Coalition of State Medical Societies Coordinate Lobbying Efforts

The CEOs of the Texas, Louisiana, Florida, South Carolina, Arizona, California, Oklahoma, New York and the North Carolina Medical Societies gathered last week in Washington, D.C., to share information on their key national legislative priorities.  The group also met with senior staff at the American Medical Association (AMA) to coordinate lobbying efforts at the Federal level.

Issues of importance to each state and the AMA  included:

Repeal the Sustainable Growth Rate (SGR) HR 574 Currently, federal law requires Medicare payments to physicians to be modified annually using the SGR. Because of flaws in how it was designed, the formula has mandated physician fee cuts every year for the past decade. Only short-term congressional fixes have stopped the cuts as we teeter on the edge of the fiscal cliff each year. The legislation we support would fix the broken physician payment system by repealing the SGR, and would include a minium 1 percent update every year for the next 10 years. The proposed legislation requires Congress to base the annual payment increases on growth in the number of Medicare patients and the number of patient visits.

Putting ICD-10 on permanent hold (HR 1701/S954). Transition to the new ICD-10 coding system, currently slated to take effect Oct. 1, 2014, would mandate revision of physicians’ paper and electronic record keeping systems and would create financial and administrative burdens on doctors with no direct benefit to the patient. Legislation in the US House and Senate has been introduced to put the changeover on permanent hold.

Allow Medicare beneficiaries to contract directly with physicians for care (HR 1310/S236). Commonly referred to as the Medicare Patient Empowerment Act, this proposed legislation would allow seniors to use their current Medicare coverage to see a doctor who is not accepting Medicare. It would strengthen patient choice and access to physicians.

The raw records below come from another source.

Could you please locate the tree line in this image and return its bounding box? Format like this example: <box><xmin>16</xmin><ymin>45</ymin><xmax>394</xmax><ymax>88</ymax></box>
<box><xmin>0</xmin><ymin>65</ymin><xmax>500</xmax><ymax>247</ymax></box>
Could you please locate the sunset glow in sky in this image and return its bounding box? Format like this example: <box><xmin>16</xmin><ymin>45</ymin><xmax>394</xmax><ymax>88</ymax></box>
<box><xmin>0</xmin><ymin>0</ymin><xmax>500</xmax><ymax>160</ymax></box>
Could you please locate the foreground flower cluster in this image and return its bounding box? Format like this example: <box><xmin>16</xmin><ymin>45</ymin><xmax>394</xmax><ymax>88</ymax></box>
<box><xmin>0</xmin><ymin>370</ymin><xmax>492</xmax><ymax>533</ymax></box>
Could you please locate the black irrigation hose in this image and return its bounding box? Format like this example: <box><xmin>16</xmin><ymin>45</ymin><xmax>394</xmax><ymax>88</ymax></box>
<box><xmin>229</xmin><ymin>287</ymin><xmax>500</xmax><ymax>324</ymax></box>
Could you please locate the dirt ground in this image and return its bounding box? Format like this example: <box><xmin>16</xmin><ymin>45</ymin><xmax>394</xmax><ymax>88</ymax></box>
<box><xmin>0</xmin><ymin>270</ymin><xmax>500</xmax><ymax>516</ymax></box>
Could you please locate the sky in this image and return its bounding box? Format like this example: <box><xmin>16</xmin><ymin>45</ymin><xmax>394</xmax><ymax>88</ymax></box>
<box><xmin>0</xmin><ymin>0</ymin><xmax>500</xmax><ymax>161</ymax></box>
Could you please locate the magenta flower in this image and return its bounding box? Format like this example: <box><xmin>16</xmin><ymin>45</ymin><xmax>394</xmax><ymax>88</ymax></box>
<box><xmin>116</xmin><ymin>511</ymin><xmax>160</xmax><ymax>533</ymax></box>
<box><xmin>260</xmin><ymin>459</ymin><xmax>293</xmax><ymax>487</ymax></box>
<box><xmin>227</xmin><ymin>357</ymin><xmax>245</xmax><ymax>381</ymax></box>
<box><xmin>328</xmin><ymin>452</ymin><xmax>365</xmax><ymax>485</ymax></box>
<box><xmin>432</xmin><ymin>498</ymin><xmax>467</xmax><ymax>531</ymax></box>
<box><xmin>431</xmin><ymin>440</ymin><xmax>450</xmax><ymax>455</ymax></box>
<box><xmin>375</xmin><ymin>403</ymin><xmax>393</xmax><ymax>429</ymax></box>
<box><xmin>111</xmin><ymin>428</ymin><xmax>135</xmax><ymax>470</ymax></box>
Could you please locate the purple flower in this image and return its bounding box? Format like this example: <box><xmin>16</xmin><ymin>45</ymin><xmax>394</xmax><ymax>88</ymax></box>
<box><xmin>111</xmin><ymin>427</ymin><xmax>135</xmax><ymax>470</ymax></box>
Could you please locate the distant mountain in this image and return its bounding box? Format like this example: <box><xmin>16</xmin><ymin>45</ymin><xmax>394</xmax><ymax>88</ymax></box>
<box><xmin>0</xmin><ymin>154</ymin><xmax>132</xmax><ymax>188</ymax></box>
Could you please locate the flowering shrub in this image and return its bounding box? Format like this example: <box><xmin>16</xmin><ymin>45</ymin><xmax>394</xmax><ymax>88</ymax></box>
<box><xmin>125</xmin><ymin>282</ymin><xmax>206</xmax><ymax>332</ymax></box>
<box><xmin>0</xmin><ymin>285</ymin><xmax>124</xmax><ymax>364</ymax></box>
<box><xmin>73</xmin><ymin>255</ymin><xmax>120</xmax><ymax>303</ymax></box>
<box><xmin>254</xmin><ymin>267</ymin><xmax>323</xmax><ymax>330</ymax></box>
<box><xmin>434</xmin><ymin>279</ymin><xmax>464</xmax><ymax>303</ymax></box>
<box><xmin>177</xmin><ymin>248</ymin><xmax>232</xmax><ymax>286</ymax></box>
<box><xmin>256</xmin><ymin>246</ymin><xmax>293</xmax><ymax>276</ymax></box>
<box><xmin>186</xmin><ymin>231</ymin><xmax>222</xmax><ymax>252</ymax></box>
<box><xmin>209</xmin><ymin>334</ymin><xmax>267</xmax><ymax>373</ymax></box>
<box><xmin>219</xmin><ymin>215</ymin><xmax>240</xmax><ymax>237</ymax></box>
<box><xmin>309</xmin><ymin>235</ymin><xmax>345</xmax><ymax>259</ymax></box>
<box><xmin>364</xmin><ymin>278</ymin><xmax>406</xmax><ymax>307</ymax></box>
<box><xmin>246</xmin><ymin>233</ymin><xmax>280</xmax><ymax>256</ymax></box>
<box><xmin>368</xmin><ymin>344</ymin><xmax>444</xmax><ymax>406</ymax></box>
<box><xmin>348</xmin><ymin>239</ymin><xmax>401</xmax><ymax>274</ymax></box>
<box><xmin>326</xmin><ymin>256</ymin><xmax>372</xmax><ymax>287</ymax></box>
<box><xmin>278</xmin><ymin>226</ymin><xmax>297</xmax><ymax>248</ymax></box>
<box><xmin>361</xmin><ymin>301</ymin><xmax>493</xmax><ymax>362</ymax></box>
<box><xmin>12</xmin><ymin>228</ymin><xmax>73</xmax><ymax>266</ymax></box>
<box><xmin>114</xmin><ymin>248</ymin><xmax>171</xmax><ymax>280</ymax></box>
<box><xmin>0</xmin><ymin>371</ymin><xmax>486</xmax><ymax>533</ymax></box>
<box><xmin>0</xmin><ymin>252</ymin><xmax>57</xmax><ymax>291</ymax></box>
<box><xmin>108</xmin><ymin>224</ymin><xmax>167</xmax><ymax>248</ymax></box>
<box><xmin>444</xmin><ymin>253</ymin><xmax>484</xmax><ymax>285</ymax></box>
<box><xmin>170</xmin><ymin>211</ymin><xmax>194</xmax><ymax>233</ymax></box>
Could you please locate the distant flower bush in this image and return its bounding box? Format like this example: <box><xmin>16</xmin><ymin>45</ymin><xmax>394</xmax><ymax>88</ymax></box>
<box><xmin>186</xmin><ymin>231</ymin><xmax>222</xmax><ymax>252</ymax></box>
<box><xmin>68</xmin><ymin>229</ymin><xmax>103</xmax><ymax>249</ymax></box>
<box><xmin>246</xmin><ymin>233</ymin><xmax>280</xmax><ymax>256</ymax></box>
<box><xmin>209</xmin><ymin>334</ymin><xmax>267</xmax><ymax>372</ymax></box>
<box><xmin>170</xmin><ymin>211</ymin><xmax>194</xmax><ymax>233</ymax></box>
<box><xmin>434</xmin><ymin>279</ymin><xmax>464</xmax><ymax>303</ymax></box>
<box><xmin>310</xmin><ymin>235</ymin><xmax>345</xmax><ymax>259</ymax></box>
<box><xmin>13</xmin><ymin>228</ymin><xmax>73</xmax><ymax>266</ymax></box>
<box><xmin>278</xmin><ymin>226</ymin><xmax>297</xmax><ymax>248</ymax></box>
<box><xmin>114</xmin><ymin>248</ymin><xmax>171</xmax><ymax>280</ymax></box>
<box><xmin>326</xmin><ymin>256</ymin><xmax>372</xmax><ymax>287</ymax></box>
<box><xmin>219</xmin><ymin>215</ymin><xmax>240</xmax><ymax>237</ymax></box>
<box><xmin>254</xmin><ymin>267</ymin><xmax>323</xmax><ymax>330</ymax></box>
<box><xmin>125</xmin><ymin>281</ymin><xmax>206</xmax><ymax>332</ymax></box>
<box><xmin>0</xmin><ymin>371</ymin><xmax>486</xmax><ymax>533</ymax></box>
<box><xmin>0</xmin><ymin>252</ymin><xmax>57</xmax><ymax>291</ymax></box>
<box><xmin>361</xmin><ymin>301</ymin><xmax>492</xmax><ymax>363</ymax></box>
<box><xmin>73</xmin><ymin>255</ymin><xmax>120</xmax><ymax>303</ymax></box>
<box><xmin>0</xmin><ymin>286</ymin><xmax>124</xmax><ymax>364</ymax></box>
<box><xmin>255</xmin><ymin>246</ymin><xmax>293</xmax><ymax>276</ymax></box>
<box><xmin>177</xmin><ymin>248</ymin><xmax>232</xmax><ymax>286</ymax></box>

Repeal the Independent Payment Advisory Board (IPAB) HR 351/S351. The Affordable Care Act created the 15-member IPAB, which is charged with recommending measures to reduce Medicare spending. Because the panel may not recommend changes to eligibility, coverage or other factors that drive use of health care services, the board will have only one option — to cut physician payments. Any cuts the board recommends take effect automatically, unless Congress acts to suspend them.